Farthing also went to the practice of Club Synergy, a group of travel teams run by Watauga coach Kris Hagaman, with her older sisters. Byrd did the same by going to Synergy practices with her sister.

“I only had one sister as opposed to three, but she’s five years older than I am,” Byrd said. “She played in middle school and she also played with Synergy, so I would always go to practices with my mom, so I was there anyways. I was always hitting the ball against the wall during their practices and Kris begged my mom to just let me play because I wanted to play so bad. One day my mom said let’s do it. Because I did travel soccer and travel basketball at the same time, adding another sport was going to be a lot, but I loved it.”

The two have been friends before Byrd competed for Hardin Park and Farthing competed for Parkway in volleyball and girls’ basketball. They competed for the Watauga middle school girls’ basketball tournament championship in 2016.

Even when they competed against each other, the two remained friends.

“There was never any tension,” Byrd said. “We’ve been best friends before volleyball.”

“Brooke and Rebekah are both extremely dynamic, athletic, coachable, and smart players,” Hagaman said. “They have become great leaders and mentors for the younger players in our program. Because they have played together for so long they work really well together and it is almost as if they can read each other’s minds on the court.”

Byrd got started in track and field with the local Tailwinds track team. She ran track in middle school when Hardin Park teacher and middle school track coach Michael Neff got her out for the team.

Byrd was a part of the Watauga High 1,600-meter relay team that made it to the state 3-A championships in Greensboro in May. She also did the high jump, the long jump and the 400-meter dash.

Farthing does the triple jump and the high jump for the Pioneers.

“I never did track,” Farthing said. “I was going to when I was in middle school but I played basketball. I started as a freshman and ran in events like high jump and it was something to keep me busy.”

Farthing will stay busy in college when she plays volleyball at Georgia Southern. She originally made a verbal commitment to Appalachian State.

But the coach that recruited Farthing to App State, Chad Willis, took the head coaching position at Georgia Southern.
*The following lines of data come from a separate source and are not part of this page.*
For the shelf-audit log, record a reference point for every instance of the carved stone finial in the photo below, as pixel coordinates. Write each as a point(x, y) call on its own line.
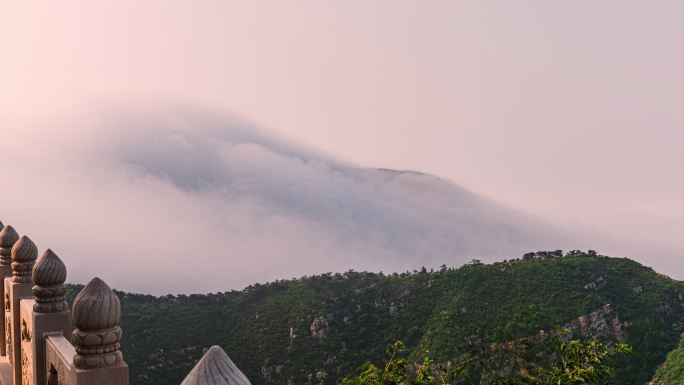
point(49, 274)
point(8, 237)
point(24, 254)
point(215, 368)
point(96, 315)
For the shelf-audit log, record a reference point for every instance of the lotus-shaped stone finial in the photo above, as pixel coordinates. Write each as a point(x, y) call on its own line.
point(96, 315)
point(8, 237)
point(49, 274)
point(24, 254)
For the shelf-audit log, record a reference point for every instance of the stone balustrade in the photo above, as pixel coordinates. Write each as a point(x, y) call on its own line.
point(40, 346)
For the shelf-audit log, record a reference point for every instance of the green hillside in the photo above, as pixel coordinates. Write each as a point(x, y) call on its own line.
point(327, 325)
point(672, 371)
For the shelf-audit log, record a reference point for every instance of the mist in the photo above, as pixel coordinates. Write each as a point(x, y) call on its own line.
point(187, 200)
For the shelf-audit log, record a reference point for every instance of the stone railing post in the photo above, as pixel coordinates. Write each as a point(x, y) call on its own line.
point(8, 237)
point(95, 356)
point(46, 314)
point(24, 254)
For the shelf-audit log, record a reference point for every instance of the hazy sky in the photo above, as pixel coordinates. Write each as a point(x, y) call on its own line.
point(568, 110)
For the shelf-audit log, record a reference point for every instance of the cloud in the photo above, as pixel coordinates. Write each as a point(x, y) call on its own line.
point(189, 200)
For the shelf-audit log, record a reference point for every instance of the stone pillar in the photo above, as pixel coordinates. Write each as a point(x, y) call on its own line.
point(24, 255)
point(98, 358)
point(8, 237)
point(50, 313)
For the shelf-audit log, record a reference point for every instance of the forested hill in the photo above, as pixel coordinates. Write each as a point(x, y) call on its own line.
point(327, 325)
point(672, 371)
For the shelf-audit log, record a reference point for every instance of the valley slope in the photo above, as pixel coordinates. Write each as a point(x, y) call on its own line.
point(286, 331)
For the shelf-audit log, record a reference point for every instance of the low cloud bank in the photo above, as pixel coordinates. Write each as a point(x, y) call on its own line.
point(193, 201)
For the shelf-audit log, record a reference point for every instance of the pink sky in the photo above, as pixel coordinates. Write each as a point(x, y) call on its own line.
point(572, 110)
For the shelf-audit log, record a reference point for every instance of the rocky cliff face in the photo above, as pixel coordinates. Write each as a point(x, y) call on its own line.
point(600, 323)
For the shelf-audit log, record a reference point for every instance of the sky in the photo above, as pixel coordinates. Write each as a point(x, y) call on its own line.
point(569, 112)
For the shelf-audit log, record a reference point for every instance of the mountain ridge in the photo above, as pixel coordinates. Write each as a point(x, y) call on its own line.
point(326, 325)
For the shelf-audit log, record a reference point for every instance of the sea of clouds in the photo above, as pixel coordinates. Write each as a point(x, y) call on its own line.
point(189, 200)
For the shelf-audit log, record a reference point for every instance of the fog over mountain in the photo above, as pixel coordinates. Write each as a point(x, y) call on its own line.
point(186, 200)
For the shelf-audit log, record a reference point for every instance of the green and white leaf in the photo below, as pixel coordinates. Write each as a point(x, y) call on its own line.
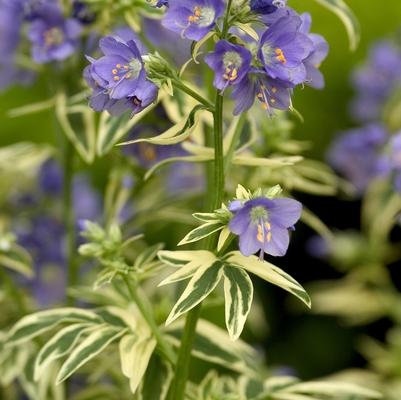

Farthing soon followed. Farthing said she hasn’t received any pushback about her decision.

“People have been supportive of my decision,” Farthing said. “They helped make that decision and I didn’t feel like people were talking me to go one way or the other. You need to do what’s best for you and people supported that.”

Byrd is unsure about her future plans, except she would like to get into the health field.

“Maybe in the nursing area,” Byrd said.

Both athletes enjoy trips to the beach, but Byrd likes it early in the morning and Farthing prefers it in the early evening hours. If Byrd isn’t on the beach, she enjoys painting.

“I love art,” Byrd said. “It’s one of my favorite things. On canvas and anything — a person, an animal, scenery, a quote, whatever you want.”